At least on a subliminal level, Davies himself seems to acknowledge he has a flimsy argument, as evidenced here:
The main thing that distinguishes the U.S. coup in Ukraine from the majority of previous U.S. coups was the minimal role played by the Ukrainian military. Since 1953, most U.S. coups have involved using local senior military officers to deliver the final blow to remove the elected or ruling leader. The officers have then been rewarded with presidencies, dictatorships or other senior positions in new U.S.-backed regimes. The U.S. military cultivates military-to-military relationships to identify and groom future coup leaders, and President Obama's expansion of U.S. special forces operations to 134 countries around the world suggests that this process is ongoing and expanding, not contracting.

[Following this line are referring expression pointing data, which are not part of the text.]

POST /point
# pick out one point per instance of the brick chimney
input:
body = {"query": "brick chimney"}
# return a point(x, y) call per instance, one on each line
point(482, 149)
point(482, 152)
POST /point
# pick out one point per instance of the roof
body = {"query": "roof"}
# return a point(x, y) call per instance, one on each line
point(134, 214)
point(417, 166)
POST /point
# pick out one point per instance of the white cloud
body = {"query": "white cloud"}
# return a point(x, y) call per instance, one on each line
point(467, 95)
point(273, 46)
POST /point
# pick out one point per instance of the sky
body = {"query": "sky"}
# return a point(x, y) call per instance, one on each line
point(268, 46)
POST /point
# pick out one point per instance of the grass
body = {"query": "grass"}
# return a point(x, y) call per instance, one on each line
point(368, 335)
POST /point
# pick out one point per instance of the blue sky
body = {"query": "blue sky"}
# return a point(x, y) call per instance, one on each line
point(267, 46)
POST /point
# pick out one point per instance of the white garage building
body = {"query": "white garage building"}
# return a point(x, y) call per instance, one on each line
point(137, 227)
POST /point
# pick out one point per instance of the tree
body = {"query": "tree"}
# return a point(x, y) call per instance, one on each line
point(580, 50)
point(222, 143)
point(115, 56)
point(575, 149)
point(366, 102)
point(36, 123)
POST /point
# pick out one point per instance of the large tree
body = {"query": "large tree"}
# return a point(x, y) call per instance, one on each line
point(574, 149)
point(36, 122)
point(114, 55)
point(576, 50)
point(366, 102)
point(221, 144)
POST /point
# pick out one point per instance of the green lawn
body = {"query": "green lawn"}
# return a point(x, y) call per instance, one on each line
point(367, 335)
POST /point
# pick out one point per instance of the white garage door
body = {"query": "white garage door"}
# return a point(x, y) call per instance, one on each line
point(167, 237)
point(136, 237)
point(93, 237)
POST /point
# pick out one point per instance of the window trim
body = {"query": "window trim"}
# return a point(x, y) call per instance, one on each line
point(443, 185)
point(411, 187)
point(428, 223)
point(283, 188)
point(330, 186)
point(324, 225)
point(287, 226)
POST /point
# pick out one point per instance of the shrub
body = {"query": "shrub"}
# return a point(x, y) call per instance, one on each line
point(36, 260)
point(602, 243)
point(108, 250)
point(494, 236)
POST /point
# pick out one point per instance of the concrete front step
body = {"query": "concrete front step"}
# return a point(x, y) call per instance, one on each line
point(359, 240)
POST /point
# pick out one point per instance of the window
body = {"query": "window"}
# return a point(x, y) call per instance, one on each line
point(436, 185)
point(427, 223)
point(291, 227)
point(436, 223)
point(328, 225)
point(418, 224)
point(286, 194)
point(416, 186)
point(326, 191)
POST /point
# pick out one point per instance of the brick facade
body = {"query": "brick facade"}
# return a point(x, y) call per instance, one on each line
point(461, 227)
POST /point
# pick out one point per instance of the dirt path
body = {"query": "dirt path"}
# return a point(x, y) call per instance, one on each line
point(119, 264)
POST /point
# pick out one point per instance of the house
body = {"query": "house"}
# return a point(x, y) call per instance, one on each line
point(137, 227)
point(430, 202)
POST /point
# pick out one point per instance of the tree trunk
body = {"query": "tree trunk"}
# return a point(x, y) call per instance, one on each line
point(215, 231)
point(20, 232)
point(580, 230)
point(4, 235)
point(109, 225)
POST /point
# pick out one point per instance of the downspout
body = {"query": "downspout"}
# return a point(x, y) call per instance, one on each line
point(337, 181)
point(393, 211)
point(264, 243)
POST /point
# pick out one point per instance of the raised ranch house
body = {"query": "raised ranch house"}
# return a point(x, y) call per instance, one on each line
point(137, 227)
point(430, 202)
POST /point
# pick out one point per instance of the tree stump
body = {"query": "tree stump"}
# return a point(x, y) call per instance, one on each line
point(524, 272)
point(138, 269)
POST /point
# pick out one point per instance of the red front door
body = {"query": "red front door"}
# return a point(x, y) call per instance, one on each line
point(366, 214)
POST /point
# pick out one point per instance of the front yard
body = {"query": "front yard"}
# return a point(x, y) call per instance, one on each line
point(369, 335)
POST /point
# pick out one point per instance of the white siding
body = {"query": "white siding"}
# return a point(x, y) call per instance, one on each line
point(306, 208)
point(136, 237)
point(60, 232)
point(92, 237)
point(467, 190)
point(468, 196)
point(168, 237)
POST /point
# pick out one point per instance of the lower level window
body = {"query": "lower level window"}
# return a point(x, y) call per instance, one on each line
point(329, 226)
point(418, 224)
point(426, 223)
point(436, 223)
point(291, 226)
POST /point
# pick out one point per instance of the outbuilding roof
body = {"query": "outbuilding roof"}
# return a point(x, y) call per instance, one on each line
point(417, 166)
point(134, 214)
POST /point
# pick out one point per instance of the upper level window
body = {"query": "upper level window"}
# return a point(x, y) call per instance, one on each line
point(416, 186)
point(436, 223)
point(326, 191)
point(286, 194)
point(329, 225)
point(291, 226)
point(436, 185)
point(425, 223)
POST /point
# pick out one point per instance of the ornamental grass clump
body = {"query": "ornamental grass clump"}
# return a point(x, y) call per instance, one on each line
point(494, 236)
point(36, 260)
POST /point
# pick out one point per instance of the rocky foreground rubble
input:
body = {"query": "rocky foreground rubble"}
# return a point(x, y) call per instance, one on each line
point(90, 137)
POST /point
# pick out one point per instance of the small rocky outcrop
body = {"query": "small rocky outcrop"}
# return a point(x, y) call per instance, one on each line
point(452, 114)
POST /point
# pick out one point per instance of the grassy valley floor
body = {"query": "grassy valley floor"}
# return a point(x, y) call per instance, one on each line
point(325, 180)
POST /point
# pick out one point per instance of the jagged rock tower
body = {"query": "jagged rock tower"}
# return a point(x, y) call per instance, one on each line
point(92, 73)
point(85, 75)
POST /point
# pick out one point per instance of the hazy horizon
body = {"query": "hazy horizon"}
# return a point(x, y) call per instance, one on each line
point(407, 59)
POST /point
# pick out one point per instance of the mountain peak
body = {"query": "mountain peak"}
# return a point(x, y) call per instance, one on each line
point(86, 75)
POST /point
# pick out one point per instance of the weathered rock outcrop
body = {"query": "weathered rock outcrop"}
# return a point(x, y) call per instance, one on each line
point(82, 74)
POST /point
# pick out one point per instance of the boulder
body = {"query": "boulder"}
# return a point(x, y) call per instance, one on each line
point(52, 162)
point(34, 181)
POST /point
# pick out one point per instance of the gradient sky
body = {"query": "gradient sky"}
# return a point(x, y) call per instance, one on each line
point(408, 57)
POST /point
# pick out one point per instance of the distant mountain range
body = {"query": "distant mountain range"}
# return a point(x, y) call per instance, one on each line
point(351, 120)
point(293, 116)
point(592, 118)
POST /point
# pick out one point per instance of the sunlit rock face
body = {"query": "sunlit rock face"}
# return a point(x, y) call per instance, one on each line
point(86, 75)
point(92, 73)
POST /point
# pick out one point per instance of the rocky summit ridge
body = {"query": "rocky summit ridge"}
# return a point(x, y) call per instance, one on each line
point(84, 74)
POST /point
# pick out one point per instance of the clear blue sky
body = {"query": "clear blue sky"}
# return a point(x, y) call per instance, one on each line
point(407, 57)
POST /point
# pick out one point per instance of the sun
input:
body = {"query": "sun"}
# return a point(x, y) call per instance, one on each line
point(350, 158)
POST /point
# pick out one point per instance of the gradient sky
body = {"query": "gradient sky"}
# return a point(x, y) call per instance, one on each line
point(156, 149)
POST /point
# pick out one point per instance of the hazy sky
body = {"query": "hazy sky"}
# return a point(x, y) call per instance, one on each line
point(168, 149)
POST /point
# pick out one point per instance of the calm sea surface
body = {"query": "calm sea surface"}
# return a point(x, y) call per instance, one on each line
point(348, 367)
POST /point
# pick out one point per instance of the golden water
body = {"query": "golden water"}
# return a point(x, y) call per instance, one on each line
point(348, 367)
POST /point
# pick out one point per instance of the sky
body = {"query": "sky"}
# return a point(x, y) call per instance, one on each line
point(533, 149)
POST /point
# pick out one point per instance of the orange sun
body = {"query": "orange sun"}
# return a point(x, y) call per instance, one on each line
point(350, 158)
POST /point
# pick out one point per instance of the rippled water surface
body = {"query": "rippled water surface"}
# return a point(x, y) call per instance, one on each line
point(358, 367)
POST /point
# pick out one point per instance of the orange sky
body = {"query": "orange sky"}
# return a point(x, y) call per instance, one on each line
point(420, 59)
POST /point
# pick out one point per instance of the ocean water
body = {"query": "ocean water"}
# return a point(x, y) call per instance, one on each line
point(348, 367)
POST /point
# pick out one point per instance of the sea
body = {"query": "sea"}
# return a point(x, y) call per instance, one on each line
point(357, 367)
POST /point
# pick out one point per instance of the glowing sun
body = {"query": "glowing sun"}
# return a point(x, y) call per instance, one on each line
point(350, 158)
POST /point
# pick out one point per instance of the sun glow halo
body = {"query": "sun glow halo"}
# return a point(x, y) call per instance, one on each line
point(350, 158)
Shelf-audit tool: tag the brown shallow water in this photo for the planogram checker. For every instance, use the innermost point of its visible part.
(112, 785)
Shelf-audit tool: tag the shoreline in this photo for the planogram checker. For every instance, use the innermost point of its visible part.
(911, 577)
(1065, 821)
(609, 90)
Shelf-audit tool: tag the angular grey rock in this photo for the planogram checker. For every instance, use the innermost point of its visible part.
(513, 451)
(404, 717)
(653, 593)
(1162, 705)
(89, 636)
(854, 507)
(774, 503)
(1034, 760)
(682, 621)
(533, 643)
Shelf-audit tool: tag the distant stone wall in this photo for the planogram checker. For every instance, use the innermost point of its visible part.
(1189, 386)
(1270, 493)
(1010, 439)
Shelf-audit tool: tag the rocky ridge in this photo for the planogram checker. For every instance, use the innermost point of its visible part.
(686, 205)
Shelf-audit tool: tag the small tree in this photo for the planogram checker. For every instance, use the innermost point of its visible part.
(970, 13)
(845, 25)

So the fact that the situation in Ukraine does not meet the M.O. of US backed coups should immediately raise some red flags as to this theory's validity. In an attempt to save face, Davies hastily argues that the US chose to use the ultranationalist groups Svoboda and Right Sector in place of the military as its coup agent. However, several practicalities make this a illogical leap. First of all, ultranationalists are not ones to cooperate with foreign powers in anything; they are by their inherent nature distrustful of outsiders. Secondly, it presupposes that the only individuals involved in the Maidan protests were Svoboda and Right Sector, when in fact the reality shows it was a wide spectrum of ideologies and people represented in the mass protests. Davies subtly hints earlier in his piece about instances past where protesters have been paid off or are actors, but when you have the movement the size of Maidan, such an argument is simply absurd.
A decent try on your part, I suppose, but some mere elementary research pokes large gaping and fatal holes in Davies' theory.